The number of female comedy duos on our screens are slowly but surely increasing (Broad City and Playing House both had excellent first seasons this year) but what Garfunkel and Oates has most drawn comparison to is Flight of the Conchords, with its musical elements and comedy revolving around the entertainment business. In the pilot Riki dates a comedian (and feels the burn when he then does a bit about her), while Kate has an audition as a “hot slut” (there’s no room for pride when her reel is already so hilariously terrible) opposite the Oscar winning Ben Kingsley who yes, really does turn up for the episode – and that’s enough reason to watch the pilot right there, I think.
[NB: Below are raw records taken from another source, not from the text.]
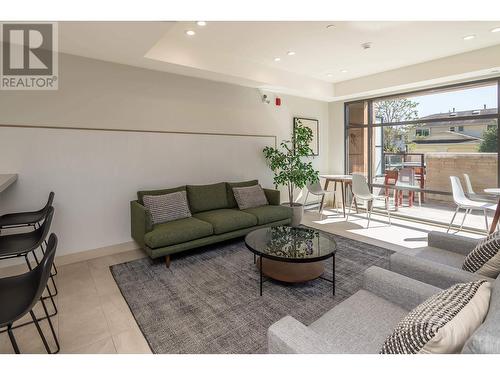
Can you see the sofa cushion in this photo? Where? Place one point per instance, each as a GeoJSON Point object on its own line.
{"type": "Point", "coordinates": [176, 232]}
{"type": "Point", "coordinates": [441, 256]}
{"type": "Point", "coordinates": [207, 197]}
{"type": "Point", "coordinates": [142, 193]}
{"type": "Point", "coordinates": [231, 201]}
{"type": "Point", "coordinates": [227, 220]}
{"type": "Point", "coordinates": [250, 197]}
{"type": "Point", "coordinates": [360, 324]}
{"type": "Point", "coordinates": [484, 259]}
{"type": "Point", "coordinates": [270, 214]}
{"type": "Point", "coordinates": [167, 207]}
{"type": "Point", "coordinates": [486, 339]}
{"type": "Point", "coordinates": [443, 323]}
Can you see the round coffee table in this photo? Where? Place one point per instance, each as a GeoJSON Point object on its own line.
{"type": "Point", "coordinates": [291, 255]}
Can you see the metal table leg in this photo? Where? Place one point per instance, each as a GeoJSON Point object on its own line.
{"type": "Point", "coordinates": [260, 267]}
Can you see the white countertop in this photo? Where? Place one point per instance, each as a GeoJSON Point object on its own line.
{"type": "Point", "coordinates": [6, 180]}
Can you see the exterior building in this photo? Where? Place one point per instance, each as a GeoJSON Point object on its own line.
{"type": "Point", "coordinates": [451, 136]}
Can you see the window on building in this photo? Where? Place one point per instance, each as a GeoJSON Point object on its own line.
{"type": "Point", "coordinates": [422, 132]}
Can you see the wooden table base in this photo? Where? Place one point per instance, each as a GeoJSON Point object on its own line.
{"type": "Point", "coordinates": [291, 272]}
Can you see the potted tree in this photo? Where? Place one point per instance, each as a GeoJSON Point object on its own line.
{"type": "Point", "coordinates": [289, 167]}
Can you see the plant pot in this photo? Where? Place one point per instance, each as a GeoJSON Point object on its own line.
{"type": "Point", "coordinates": [297, 213]}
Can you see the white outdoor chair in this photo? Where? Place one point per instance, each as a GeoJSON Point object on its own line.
{"type": "Point", "coordinates": [467, 204]}
{"type": "Point", "coordinates": [362, 192]}
{"type": "Point", "coordinates": [316, 189]}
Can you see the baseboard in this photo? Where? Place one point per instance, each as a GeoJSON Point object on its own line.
{"type": "Point", "coordinates": [80, 256]}
{"type": "Point", "coordinates": [96, 253]}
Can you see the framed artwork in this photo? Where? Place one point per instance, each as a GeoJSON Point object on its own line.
{"type": "Point", "coordinates": [314, 126]}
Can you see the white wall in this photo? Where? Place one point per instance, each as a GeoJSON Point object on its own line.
{"type": "Point", "coordinates": [96, 173]}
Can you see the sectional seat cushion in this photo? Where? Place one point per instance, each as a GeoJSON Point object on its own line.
{"type": "Point", "coordinates": [270, 214]}
{"type": "Point", "coordinates": [207, 197]}
{"type": "Point", "coordinates": [443, 323]}
{"type": "Point", "coordinates": [250, 197]}
{"type": "Point", "coordinates": [142, 193]}
{"type": "Point", "coordinates": [227, 220]}
{"type": "Point", "coordinates": [167, 207]}
{"type": "Point", "coordinates": [484, 259]}
{"type": "Point", "coordinates": [231, 202]}
{"type": "Point", "coordinates": [441, 256]}
{"type": "Point", "coordinates": [176, 232]}
{"type": "Point", "coordinates": [354, 330]}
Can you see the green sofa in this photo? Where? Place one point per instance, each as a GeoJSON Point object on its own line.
{"type": "Point", "coordinates": [216, 218]}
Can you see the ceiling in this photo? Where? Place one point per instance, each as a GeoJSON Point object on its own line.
{"type": "Point", "coordinates": [245, 52]}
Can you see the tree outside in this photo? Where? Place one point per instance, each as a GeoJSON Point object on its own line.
{"type": "Point", "coordinates": [490, 140]}
{"type": "Point", "coordinates": [396, 138]}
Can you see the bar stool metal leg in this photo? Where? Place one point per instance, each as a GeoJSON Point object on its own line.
{"type": "Point", "coordinates": [13, 339]}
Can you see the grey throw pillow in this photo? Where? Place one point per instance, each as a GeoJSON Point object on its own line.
{"type": "Point", "coordinates": [484, 259]}
{"type": "Point", "coordinates": [250, 197]}
{"type": "Point", "coordinates": [167, 207]}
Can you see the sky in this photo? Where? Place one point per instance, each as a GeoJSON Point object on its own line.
{"type": "Point", "coordinates": [472, 98]}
So what’s good about Garfunkel and Oates? The songs are great, and it’s fun to see the satirized versions of Riki and Kate performing their comedy and hanging out at what appears to be their local comedy club. And I love that from the outset Riki’s depression is featured. I can’t remember the last time I saw a character so casually taking anti-depressants (that Kate brings to her after a date) and I’m glad to see it. I’m not sure where that plot is going – or if it’s meant to go anywhere besides adding to the list of Riki’s character traits – but it was refreshing to see.
But the best bits by far were the surrealists spots of humor that popped in and out of the episode. To calm her anxieties about talking to their agent, Riki tells Kate to imagine the man as a puppet, and for the rest of the episode (and hopefully the series) he appears as a muppet. But these bits, unfortunately, feel a little odd next to the real world wanderings of the pair as they date and audition around LA.
Garfunkel and Oates is nice, with some great bits of comedy that truly pop… But its mix of surrealism and stark reality do feel a little strangely put together right now. But this is the pilot. And that’s how pilots always feel: full of promise, diluted with confusion, and never ever fully satisfying.
- “My self esteem’s not low enough to date you – it’s close, but not quite there.”
- “Why don’t you date a comic? They’re hot, they’re funny, they’re depressed like you!”
- “Do you think I could be a hot slut?” “Yeah, totally!” “For a part in a movie?” “…Oh.”